Dona de uma rica trajetória que se confunde com a história do samba, a cantora e compositora tornou-se, por mérito, estrela das celebrações do gênero.
Garantido em qualquer lista séria dos melhores sambas enredo de todos os tempos. Os Cinco Bailes da História do Rio embalou o desfile do Império Serrano no Carnaval de 1965. Silas de Oliveira ( 1916-1972 ) dividiu a autoria do clássico com o amigo Bacalhau e uma pioneira: ao entrar na parceria, Dona Ivone Lara notabilizou-se como a primeira mulher a integrar a ala de compositores de uma escola da elite do Carnaval – e a primeira a emplacar um samba na avenida. Essa é uma das muitas proezas acumuladas pela cantora e compositora. Filha de João, violeiro amador, e de Emerentina, cantora do rancho flor de Abacate. Yvonne ( o Y e o N dobrado posteriormente sumiram do nome artístico ) perdeu o pai aos 2 anos e a mãe aos 16. Não teve vida fácil, portanto.
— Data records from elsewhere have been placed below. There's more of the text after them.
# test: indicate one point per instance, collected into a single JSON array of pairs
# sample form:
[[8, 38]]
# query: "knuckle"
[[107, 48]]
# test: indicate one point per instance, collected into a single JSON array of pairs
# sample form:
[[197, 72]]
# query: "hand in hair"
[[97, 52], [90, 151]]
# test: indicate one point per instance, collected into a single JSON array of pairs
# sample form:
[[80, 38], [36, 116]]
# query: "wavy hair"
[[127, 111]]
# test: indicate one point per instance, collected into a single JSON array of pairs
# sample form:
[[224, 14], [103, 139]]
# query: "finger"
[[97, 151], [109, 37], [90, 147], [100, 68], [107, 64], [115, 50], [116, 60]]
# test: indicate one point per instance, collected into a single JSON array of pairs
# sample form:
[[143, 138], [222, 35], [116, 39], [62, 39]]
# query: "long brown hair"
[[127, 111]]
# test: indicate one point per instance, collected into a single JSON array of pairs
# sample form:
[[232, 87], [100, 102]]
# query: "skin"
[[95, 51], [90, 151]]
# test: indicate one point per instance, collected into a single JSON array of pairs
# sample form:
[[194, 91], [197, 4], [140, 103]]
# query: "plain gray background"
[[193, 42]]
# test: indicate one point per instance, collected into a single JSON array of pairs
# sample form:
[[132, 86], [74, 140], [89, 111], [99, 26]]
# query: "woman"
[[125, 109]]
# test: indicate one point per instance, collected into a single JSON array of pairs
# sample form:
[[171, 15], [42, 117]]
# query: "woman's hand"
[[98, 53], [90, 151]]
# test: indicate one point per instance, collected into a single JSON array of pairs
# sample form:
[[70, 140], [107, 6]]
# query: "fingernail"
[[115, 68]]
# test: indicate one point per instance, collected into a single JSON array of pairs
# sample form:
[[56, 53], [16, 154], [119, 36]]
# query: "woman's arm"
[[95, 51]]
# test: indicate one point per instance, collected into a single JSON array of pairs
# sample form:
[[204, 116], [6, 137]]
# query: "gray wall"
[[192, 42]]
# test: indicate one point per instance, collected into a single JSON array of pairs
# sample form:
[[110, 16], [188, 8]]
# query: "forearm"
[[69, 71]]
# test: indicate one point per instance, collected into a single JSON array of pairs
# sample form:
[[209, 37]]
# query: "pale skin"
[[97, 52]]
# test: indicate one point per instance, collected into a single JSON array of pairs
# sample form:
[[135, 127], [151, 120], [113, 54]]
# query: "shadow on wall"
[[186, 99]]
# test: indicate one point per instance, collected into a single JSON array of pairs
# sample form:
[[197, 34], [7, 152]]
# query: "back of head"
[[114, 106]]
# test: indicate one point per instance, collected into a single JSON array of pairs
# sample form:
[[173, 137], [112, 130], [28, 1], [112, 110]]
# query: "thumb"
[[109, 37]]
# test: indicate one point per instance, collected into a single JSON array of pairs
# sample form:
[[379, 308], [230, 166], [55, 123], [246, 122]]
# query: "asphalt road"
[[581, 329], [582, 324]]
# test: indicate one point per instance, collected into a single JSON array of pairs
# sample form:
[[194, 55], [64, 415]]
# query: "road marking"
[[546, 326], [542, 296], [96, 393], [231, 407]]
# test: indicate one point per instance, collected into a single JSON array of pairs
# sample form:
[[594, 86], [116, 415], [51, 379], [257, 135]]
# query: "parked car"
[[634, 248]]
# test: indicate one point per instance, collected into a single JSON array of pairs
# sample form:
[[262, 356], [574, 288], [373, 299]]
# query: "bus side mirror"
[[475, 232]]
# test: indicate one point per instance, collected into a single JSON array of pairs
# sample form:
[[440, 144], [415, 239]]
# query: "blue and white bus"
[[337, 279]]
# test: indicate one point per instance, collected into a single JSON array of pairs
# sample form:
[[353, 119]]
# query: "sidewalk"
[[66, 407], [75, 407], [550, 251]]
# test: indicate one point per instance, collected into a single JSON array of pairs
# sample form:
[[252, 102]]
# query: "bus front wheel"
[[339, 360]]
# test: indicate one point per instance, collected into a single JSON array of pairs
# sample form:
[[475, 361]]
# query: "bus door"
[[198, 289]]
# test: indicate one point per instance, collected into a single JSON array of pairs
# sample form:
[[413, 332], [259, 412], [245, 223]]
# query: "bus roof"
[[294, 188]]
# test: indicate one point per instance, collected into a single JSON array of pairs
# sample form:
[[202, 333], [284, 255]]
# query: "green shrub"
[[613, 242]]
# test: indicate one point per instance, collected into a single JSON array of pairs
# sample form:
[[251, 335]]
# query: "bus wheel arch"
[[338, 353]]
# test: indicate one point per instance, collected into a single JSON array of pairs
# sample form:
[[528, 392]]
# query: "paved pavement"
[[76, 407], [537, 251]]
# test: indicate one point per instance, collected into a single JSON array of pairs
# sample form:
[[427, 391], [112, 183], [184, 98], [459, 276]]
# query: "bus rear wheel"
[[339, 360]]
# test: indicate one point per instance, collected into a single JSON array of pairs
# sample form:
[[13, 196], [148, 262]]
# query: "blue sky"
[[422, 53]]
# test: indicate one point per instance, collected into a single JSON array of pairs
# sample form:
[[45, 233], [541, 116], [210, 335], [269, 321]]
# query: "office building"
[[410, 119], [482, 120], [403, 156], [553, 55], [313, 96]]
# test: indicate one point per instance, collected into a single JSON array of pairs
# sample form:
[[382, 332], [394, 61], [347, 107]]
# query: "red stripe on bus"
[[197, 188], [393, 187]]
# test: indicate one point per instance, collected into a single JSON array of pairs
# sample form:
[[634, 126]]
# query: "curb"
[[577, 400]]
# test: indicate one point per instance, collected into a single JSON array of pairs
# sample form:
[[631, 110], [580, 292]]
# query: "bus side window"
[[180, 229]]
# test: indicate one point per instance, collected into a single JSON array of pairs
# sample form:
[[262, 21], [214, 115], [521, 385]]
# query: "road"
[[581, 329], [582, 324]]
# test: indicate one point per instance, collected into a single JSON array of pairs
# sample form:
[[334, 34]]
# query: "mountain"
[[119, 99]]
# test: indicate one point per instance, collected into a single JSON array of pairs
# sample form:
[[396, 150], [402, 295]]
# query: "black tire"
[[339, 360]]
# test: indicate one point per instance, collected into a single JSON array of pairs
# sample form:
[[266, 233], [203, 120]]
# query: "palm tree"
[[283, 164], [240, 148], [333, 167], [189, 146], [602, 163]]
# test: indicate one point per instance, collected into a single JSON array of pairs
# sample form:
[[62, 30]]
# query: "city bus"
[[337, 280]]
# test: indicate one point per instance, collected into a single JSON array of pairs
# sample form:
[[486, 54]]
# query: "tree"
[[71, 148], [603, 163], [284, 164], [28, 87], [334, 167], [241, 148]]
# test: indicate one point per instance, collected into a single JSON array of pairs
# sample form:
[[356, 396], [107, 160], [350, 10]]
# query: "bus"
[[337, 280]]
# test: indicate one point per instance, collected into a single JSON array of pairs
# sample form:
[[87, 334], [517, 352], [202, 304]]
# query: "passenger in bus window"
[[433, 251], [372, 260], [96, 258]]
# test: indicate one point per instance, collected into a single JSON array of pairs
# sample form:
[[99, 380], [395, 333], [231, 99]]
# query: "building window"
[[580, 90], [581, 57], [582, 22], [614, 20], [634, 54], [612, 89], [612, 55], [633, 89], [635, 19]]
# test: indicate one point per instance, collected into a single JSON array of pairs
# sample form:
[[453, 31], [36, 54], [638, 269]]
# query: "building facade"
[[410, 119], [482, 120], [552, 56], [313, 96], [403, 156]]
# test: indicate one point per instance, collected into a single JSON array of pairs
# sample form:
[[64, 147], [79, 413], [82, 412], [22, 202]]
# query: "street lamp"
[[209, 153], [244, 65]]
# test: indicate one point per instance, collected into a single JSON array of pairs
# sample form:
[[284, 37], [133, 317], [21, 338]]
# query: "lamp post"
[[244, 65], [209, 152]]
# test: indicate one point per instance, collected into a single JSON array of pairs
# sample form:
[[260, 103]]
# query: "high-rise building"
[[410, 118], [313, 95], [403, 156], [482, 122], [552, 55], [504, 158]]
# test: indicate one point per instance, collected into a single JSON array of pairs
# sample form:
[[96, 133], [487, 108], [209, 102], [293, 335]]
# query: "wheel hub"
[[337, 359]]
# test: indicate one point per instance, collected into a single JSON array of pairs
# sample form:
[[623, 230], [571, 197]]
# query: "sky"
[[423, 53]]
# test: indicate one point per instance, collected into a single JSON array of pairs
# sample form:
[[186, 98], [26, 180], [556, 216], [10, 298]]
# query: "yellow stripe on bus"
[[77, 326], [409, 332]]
Em seus tempos de internato, na escola Orsina da Fonseca, a jovem órfã passava os fins de semana na casa do tio Dionísio. A música então atacava em duas frentes. No coro das alunas , o registro de contrato da menina chamou a atenção da professora Lucília Guimarães, mulher do maestro Heitor Villa-Lobos. Em Inhaúma, no quintal do tio, a diversão vinha de rodas animadas por bambas como Pixinguinha e Jacob do Bandolim . Entre o orfeão do mestre Villa e os festejos do fim de semana, venceu o samba. À vontade no ambiente masculino dos compositores de quadras e terreiros, Dona Ivone Lara saiu-se melhor do que muito marmanjo, mesmo desdobrando-se em tripla jornada. Por décadas, ela dividiu a música com as tarefas de dona de casa – mulher do ciumento Oscar, mãe de Odir e Alfredo - e o trabalho de carteira assinada.
A enfermeira e assistente social Ivone atendeu pacientes ao lado do psiquiatra Nise da Silveira na Colônia Juliano Moreira, em Jacarepaguá. “Ela era uma pessoa boa . Seus ensinamentos me orientaram até hoje“, contou. Em 1977 , após 37 anos , aposentou-se . Na segunda metade dos anos 70, já havia gravado em coletâneas e conquistado prestígio como compositora. Músicas com seu maior parceiro, Delcio Carvalho ( 1939-2013) , estouraram em discos de nomes como Beth Carvalho, Clara Nunes e Roberto Ribeiro, Sonho Meu, famosa criação da dupla, entrou no repertório Álibi (1978 ), o primeiro LP de Maria Bethânia a ultrapassar a marca de 1 milhão de cópias vendidas. Em 1978, aos 56 anos, aposentada e viúva, Ivone Lara gravou seu primeiro disco solo, Samba , Minha Verdade , Samba , Minha Raiz. O resto é história, uma bela história, muito apropriadamente comemorada junto ao centenário do samba. Na cadeira de rodas, companhia constante, a artista esteve em Brasília em 7 de novembro para receber a Ordem do Mérito Cultural em rara cerimônia descontraída realizada neste ano no Palácio do Planalto. Na última terça, 6 , foi aplaudida de pé no anúncio dos Cariocas do Ano celebrados por VEJA RIO. “Gosto de festa desde criança" ela diz. Sobre seu pioneirismo e seu talento , desconversa . “Não penso nisso , não . Eu tive vontade , quis fazer , fui lá e fiz“. Não tem meu pé me dói: o samba é mulher e se chama Ivone Lara.